Some time later, the ANSI character set evolved. Once again, the first 128 characters are the same as ASCII. But there are many ways to handle the second set. The decoding system, called "code pages", handles these items accurately, even if cumbersome. In reality, many languages need hundreds or thousands of characters. Clearly, the character codes can't possibly be squeezed into a byte. The solution? Multi-byte characters. Some characters are one byte, and some are more. If a particular character needs a multi-byte representation, a special ID byte is inserted, followed by the identifying data. A multi-byte character may consist of two, three, or even more bytes. That special ID byte determines what data will follow.

Multi-byte ANSI imposes a unique problem. You can't just scan your way through a string, byte-by-byte. Some characters are multi-byte! You must use care to treat them accurately, or your data will be destroyed. A word of warning... it's virtually impossible to scan backwards through a multi-byte string. That's because ANSI uses the same numeric values for both the ID byte, and the data which follows. When you look backwards and find an ID value, you can't tell if it's an ID or data. It just won't work well.

UNICODE

Unicode was created to represent every language into a single character set. While there are several Unicode formats, we'll concentrate on the only two varieties with real usage: UTF-8 and UTF-16. PowerBASIC uses UTF-16, which stores each character as a two-byte unsigned word. UTF-16 is used natively by Windows, COM, Visual Basic, Java, etc.

UTF-16 UNICODE

Just as before, the first 128 values represent ASCII characters. Other characters, primarily in non-English languages, have been assigned the higher values. At this time, and for the foreseeable future, UTF-16 is the character set of choice for all of your applications. It is the best way to store all of your data to keep it secure and understandable.

UTF-8 UNICODE

UTF-8 is somewhat of a hybrid between ANSI and UTF-16. It is used when the size of the text is of utmost importance. That makes it an obvious choice for downloading from the Internet. UTF-8 uses the same single byte characters for ASCII values. Further, it even uses the identical algorithm for multi-byte character, with one glowing exception: the ID byte and the data bytes are always unique!

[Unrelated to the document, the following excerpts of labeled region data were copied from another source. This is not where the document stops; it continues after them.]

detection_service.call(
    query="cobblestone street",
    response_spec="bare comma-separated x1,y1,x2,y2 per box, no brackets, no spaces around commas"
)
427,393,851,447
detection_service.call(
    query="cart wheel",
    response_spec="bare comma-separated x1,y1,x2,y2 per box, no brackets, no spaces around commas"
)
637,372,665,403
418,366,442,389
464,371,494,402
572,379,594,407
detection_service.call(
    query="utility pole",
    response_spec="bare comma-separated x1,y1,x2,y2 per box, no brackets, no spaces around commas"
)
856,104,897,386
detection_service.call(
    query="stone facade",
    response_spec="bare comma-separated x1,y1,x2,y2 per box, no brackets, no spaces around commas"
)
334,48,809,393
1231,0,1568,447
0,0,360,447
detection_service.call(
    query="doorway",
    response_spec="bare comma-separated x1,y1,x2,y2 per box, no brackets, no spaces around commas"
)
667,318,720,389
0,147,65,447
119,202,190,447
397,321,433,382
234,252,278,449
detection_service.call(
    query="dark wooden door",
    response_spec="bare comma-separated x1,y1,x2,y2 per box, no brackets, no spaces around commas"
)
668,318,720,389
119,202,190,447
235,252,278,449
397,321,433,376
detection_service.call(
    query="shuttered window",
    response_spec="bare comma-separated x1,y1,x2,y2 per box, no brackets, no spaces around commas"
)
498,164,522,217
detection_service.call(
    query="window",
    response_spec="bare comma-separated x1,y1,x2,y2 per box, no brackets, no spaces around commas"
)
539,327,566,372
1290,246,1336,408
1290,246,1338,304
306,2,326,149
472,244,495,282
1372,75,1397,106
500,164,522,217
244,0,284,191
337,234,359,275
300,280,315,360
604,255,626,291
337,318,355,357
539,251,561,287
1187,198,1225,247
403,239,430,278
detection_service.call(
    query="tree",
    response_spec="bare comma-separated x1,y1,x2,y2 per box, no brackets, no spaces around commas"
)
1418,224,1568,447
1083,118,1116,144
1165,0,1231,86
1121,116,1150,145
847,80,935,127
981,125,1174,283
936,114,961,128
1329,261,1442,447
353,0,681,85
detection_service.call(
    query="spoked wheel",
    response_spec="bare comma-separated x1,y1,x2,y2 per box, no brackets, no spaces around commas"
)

With that knowledge in hand, it is possible to scan backwards from any position. PowerBASIC does not support the use of UTF-8 within standard code. That's because UTF-8 is much slower in performance than UTF-16. That said, PowerBASIC does provide conversion functions to/from UTF-8, so you have it readily available for all of your Internet applications. UTF-8 files are byte orientated and should be opened as an ANSI file (CHR=ANSI).